From GATT to WTO, the multilateral trading system has been proven to be the most valuable and important platform in promoting free trade and achieving economic development, and it has also contributed remarkably to the prosperity of the U.S. since the 1940s.
Currently, the WTO is confronted with “three hard blows.” The U.S. is blocking selection of new appellate body members, taking restrictive trade measures under Section 232 and threatening to impose tariffs on $50 billion of goods imported from China under Section 301 of U.S. domestic law.
Any one of these, if left untreated, will fatally undermine the functioning of the WTO. In the meantime, the WTO is also facing “three main challenges” — safeguarding its core values, fulfilling its basic functions and exploring new trade rules.
Air and water are critical for survival, but we seldom notice them unless they become scarce. The current situation faced by the WTO has given many members a sense of crisis, making them increasingly realize the importance of the multilateral trading system. This sense of crisis is essential to getting the WTO out of the difficulties.
However, in order to transform crisis into opportunity, there must be certain conditions in place. For now, these conditions are not yet met.
First, all members should lock arm against protectionism. It is heartening to see that more and more members have joined this army of solidarity.
Second, it is imperative to resume WTO full functions through consultations.
Third, it is necessary to stay relevant by exploring new rules in new areas, responding to the aspirations of the business community.
In terms of the latter two points, particularly the third one mentioned above, there is still a long way go.
The high-level trade talks between China and the U.S. that ended earlier this month in Beijing showed how far apart the two sides are. The U.S. is said to have asked China to cut its trade surplus by at least $200 billion by the end of 2020 and to refrain from retaliation against its proposed U.S. tariffs. Are these demands in line with WTO rules? How likely is it for China to accept the requests?
I know that many readers are closely following the Sino-U.S. high-level trade negotiations. In the history of the multilateral trading system, there have been few instances of “import commitments.” Such practice has clearly violated the “non-discrimination principle” of the GATT, and therefore has long been abandoned. So-called “voluntary export restrictions” have never been “voluntary” no matter how you look at it, which has also been prohibited by multilateral disciplines.

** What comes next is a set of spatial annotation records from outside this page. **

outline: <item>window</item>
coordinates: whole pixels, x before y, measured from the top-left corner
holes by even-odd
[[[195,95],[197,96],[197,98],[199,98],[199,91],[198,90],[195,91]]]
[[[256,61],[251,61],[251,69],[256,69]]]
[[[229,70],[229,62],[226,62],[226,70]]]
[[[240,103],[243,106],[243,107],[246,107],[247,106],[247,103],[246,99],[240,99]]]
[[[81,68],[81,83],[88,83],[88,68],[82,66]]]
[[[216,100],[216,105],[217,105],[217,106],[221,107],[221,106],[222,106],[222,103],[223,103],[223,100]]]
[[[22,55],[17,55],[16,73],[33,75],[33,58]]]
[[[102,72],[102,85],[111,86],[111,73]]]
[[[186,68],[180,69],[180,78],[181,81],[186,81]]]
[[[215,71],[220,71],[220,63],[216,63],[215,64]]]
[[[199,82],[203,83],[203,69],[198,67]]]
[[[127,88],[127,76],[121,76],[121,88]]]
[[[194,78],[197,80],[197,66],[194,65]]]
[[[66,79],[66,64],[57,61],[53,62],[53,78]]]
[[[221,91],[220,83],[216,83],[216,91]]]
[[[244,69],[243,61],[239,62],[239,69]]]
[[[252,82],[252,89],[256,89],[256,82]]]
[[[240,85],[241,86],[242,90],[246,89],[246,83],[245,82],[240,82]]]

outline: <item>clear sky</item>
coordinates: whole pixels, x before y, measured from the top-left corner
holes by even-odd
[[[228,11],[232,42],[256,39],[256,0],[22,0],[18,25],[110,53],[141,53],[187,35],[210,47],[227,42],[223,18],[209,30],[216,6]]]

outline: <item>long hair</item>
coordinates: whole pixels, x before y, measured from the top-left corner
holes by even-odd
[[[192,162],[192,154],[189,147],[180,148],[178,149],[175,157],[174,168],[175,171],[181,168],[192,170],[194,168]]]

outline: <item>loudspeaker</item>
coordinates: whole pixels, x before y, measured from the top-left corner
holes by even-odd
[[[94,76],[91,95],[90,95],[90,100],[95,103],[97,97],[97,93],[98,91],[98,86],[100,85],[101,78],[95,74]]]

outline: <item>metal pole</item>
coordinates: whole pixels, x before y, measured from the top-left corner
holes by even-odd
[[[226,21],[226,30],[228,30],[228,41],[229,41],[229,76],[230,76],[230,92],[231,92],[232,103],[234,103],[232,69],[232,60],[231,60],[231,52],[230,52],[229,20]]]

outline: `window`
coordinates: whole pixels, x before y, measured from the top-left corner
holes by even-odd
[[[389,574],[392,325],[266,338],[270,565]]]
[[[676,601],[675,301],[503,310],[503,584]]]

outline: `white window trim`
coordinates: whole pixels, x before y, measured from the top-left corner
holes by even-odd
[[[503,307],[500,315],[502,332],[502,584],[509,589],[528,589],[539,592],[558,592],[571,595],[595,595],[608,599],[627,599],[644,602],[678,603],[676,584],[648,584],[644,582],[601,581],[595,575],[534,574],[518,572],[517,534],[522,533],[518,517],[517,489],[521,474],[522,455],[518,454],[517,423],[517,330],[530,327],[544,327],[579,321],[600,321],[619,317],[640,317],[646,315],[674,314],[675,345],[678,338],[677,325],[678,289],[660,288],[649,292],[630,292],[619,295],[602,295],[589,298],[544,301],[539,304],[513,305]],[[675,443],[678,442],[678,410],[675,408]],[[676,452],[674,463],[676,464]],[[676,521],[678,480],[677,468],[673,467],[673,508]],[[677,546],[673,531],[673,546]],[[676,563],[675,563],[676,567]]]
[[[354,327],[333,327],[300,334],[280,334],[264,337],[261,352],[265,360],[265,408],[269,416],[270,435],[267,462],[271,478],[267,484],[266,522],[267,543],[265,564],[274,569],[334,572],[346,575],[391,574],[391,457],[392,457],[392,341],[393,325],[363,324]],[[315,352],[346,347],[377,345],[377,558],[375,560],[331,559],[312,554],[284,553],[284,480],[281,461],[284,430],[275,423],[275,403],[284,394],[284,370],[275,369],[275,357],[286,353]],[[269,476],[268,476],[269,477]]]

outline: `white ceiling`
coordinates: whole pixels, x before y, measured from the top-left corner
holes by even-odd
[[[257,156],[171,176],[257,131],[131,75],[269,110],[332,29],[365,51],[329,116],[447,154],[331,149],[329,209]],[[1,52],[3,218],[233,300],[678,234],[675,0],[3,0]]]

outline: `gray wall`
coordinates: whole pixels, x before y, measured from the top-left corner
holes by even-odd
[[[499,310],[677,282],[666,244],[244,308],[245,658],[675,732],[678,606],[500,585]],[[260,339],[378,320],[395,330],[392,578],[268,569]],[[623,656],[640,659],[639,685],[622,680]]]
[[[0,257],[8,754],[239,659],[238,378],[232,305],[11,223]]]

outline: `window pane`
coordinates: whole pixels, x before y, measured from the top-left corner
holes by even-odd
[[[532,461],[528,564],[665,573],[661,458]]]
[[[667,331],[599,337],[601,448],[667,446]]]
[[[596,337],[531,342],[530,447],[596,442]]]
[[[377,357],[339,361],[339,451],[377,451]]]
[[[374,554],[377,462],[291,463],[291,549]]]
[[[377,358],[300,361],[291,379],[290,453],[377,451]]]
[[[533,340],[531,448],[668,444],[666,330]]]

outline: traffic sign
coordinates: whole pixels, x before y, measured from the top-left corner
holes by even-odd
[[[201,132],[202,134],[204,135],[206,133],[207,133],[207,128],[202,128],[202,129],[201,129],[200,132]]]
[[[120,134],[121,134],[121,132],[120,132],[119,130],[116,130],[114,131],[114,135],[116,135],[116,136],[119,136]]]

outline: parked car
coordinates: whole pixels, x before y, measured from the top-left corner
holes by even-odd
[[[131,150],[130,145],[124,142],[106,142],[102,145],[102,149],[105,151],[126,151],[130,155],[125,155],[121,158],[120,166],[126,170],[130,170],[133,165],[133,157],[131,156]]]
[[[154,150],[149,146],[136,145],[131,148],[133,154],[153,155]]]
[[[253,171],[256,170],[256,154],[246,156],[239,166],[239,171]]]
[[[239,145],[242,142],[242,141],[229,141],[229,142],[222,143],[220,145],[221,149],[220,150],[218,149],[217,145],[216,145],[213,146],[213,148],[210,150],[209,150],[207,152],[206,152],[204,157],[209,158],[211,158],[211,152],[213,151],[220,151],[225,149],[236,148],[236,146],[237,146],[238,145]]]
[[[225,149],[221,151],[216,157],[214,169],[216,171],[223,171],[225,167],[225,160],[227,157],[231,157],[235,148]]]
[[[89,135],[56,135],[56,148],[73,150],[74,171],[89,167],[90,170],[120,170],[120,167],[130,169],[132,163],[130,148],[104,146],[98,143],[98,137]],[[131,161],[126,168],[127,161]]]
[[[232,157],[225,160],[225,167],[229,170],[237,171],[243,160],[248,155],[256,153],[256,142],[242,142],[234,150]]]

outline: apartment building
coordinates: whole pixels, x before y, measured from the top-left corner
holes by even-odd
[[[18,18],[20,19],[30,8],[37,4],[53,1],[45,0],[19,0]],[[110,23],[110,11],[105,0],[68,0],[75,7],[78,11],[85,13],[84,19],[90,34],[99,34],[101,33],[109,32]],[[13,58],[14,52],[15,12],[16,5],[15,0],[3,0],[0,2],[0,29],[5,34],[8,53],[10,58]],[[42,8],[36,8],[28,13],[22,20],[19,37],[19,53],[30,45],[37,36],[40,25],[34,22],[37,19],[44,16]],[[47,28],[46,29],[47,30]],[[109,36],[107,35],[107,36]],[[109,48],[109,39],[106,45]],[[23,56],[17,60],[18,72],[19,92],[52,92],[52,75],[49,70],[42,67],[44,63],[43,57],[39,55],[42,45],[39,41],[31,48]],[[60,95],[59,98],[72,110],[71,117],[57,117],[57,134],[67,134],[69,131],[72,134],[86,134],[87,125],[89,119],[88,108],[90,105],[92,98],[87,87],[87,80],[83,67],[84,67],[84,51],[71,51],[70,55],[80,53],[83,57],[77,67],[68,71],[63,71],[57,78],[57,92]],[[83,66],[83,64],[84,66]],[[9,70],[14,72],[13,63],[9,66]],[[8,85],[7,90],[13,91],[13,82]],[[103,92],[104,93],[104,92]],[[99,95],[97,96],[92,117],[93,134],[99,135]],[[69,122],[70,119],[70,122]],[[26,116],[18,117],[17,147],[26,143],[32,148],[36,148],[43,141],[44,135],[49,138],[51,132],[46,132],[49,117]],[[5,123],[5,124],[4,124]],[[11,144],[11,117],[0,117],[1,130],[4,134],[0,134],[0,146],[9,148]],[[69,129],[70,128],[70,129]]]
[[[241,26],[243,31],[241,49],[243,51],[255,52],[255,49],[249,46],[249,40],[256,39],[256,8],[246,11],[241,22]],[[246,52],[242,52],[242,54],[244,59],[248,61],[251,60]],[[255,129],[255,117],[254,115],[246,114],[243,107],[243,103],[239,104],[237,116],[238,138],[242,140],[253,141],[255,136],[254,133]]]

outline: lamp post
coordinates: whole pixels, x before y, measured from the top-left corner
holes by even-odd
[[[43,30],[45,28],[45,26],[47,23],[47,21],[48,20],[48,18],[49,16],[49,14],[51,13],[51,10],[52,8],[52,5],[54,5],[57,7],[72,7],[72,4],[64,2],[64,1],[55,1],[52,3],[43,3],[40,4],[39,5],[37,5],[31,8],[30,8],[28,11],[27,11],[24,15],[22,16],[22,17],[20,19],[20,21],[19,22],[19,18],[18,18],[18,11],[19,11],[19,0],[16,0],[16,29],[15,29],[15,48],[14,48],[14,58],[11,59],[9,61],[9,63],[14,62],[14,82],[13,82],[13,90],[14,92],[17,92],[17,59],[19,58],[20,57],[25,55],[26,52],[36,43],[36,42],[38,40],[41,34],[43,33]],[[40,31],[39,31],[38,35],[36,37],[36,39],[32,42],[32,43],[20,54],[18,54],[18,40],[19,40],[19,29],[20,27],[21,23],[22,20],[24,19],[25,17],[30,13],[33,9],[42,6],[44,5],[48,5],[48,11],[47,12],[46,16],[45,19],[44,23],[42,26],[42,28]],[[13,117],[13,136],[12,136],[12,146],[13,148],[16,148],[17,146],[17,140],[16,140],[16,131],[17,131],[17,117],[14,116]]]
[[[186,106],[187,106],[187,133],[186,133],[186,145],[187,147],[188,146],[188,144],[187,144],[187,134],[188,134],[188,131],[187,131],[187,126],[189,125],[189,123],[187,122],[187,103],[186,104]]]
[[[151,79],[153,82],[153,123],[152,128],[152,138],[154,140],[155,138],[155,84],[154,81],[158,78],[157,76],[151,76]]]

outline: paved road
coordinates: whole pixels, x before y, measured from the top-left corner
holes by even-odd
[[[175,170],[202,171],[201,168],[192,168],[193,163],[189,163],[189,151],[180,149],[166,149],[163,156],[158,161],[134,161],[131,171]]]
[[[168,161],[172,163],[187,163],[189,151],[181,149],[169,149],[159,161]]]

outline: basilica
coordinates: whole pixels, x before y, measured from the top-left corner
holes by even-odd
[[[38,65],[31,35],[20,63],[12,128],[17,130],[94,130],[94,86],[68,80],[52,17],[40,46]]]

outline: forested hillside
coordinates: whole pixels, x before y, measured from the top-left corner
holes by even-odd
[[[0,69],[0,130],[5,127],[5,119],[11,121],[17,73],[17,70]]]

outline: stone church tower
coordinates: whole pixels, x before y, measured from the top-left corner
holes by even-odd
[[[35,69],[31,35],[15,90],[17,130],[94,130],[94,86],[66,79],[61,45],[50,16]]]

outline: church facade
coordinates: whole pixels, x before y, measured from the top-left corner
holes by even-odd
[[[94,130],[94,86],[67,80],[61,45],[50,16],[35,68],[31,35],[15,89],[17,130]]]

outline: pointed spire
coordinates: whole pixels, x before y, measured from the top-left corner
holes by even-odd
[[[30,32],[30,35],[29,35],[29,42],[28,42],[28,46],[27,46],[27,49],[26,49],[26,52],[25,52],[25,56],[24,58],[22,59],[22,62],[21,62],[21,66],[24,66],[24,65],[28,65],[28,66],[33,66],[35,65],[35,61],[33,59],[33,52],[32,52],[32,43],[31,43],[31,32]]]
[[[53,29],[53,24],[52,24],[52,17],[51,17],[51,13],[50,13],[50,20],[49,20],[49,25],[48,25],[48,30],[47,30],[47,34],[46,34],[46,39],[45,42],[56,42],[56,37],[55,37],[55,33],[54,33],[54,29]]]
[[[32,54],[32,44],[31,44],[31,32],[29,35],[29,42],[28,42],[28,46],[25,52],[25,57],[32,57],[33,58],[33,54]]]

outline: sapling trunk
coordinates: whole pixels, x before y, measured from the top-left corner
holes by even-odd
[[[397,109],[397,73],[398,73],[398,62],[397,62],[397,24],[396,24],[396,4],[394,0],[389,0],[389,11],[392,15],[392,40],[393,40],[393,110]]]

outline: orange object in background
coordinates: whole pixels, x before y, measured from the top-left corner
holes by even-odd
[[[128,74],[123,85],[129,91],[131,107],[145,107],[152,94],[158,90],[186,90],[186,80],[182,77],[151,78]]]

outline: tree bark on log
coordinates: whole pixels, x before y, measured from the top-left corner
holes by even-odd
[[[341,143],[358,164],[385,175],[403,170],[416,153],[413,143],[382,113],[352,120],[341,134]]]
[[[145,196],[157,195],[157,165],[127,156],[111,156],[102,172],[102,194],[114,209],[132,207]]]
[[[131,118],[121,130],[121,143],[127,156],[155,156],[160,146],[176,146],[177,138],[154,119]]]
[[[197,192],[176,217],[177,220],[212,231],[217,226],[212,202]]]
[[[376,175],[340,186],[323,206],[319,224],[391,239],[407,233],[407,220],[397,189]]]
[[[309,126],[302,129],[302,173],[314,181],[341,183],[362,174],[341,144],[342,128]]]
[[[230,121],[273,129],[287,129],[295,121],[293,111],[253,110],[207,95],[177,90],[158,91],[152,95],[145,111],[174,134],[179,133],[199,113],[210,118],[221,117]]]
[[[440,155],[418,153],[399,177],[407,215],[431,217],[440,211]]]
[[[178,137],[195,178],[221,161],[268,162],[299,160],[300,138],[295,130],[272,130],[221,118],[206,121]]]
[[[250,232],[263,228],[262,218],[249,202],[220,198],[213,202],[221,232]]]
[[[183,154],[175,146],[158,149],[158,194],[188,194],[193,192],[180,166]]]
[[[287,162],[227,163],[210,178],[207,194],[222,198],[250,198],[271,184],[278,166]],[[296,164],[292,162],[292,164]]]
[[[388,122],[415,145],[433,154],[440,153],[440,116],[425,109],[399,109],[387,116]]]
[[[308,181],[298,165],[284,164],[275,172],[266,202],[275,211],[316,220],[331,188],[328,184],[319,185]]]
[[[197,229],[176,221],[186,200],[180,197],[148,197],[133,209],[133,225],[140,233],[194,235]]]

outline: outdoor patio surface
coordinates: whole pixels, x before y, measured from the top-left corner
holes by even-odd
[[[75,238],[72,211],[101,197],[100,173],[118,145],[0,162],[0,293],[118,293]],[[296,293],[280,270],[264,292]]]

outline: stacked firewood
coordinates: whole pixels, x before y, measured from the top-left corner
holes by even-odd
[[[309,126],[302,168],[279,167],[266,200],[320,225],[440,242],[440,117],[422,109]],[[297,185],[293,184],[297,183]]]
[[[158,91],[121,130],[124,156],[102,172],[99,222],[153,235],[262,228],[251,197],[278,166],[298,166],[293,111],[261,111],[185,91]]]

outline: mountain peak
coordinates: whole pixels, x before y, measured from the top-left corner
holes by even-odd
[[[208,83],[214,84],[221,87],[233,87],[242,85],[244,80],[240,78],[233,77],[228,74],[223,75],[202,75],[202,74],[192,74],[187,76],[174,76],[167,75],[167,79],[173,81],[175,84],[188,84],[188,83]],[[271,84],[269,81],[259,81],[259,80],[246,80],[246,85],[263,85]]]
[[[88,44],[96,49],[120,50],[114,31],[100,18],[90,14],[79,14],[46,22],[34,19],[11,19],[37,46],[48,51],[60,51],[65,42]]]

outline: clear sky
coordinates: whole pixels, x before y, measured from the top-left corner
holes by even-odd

It doesn’t make any sense that the U.S. is blaming the Chinese Government for state intervention on the one hand, while pressing China, by way of issuing government orders, to increase imports, restrict exports, and reduce excess capacity on the other hand.
Trade is essentially a business deal by freedom of contract. You can lead a horse to the water, but you can’t make it drink. Likewise, governments can make efforts to promote trade, but cannot force companies to do business by pointing a gun at their heads.
Aside from retaliatory tariffs, what tools does China have for counteraction should the U.S. follow through on its threats of tariffs on $150 billion of Chinese products?
As a major country, China certainly has a full set of tools in its policy toolbox, just like the “eighteen main weapons of Chinese martial arts.” But we would not use them easily. As for whether and when to use the tools, or which one is picked, we will make our own decision in light of the situation.The ultimate and only purpose of using the tools is to restore the normal order of trade. As an old Chinese saying goes, force is to be used only for the maintenance of peace and order.